Tatsuki Fujimoto/Shonen Jump
Instead of trying to find meaning in Chainsaw Man by scrutinizing it like a problem to solve or doing a double triple axel in my mind to uncover the hidden messages Fujimoto had for me in the final chapter, I just sat down and listened to what he had to say about what the world without Chainsaw Man would look like.

What I got was Power and Denji being buddies, reliving the same adventures Denji started with at the beginning of his journey. It was funny to see Nayuta, Denji’s adoptive kid sister, come back in place of Makima, and for the series to make a joke out of it. It was bittersweet to see Denji’s familiar, lost childlike look as he still saw himself as a weapon. But it was hopeful to see him save Asa Mitaka from crushing the chicken devil at the start of Chainsaw Man Part 2. In this world, Denji wasn’t the superhero who so many people loved and depended on. Asa saw him as just a man who was using a chainsaw a second ago and threw it aside to save her. No Chainsaw Man, just a man. I didn’t need a YouTuber to explain how to interpret the ambiguity of its ending; I felt both its hope and its bitterness myself.

Even saying out loud how meta the note Chainsaw Man’s went out on is, to me, funny as hell because it simply ended. No tricks, no big twists that fans theorized. If anything, Chainsaw Man’s ending felt like the kind of meta stunt Otr of the Flame creator Yuki Kawaguchi pulled when his series was cancelled from Shonen Jump. Only here, instead of writing a meta ending about the circumstances of its cancellation, the pressure of a weekly release, and the demand to meet that expectation in one dense chapter, Fujimoto had been microsoding me with that medicine throughout Chainsaw Man Part 2. And a lot of that came to a head with Pochita’s heart-to-heart final goodbye with Denji.

There, he told Denji that even after he got what he wanted, he still felt unhappy. That, ultimately, chasing the dream felt better than having it and wanting it in excess. I won’t go so far as to say that’s how Fujimoto felt about the series he created. But I can for damn sure project that into my own life. And to me, Fujimoto is telling me that sometimes, when people get what they want, they realize how limited their goals are.

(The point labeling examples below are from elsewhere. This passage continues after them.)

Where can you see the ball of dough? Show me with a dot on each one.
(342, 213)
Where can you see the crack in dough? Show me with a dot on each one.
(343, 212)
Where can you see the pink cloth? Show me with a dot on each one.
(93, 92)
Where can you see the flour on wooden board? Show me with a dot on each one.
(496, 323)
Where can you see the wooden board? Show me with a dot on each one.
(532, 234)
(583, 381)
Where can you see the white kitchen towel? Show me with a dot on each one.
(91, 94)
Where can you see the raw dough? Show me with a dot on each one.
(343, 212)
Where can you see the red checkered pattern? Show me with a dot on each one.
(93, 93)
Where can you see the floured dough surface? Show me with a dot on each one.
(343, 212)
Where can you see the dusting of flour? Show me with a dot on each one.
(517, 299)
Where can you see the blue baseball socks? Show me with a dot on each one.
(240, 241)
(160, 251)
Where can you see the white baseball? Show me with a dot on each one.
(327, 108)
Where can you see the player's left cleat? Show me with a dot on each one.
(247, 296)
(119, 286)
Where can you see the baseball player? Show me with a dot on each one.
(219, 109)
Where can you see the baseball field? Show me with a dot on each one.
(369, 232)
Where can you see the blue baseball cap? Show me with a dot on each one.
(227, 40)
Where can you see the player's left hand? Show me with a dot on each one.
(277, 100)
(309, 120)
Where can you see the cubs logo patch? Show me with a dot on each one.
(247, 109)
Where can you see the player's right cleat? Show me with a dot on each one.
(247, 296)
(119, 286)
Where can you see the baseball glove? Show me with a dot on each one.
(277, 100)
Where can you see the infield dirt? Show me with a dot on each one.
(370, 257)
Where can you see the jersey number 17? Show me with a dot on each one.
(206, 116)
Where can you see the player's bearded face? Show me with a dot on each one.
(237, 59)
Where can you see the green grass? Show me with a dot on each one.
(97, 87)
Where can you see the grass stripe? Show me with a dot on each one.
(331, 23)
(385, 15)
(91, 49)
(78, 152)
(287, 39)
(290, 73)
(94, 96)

That’s why I felt a kinship with Denji from the start. I never saw him as some feral little spectacle I could tap the glass at every week, waiting to see what horny, violent impulse he’d act on next. I saw a kid learning, painfully, that desire is a moving target—and that the world gets a lot more complicated once you catch it.

Chainsaw Man is a series that has meant the world to me. It’s rich and full of meaning while also being unserious and silly as hell. It’s also a series that sucked the air out of the room from start to finish, leaving me with a suffocating feeling, wondering how it’d all play out every week.
I even joked about it to my therapist to stay committed to a headline I’d written, while quietly admitting that its finale was just one more thing piling onto my stress. I wasn’t expecting a real answer to my half‑serious “What do I do when my comfort series ends?” question, but she gave me advice that landed hard after I finished the finale: “Find a new series to love that won’t end so soon.”
It was a gift to have witnessed Chainsaw Man’s story develop in real time, and like Denji dreaming on, I’ll continue to find that same spark in something new.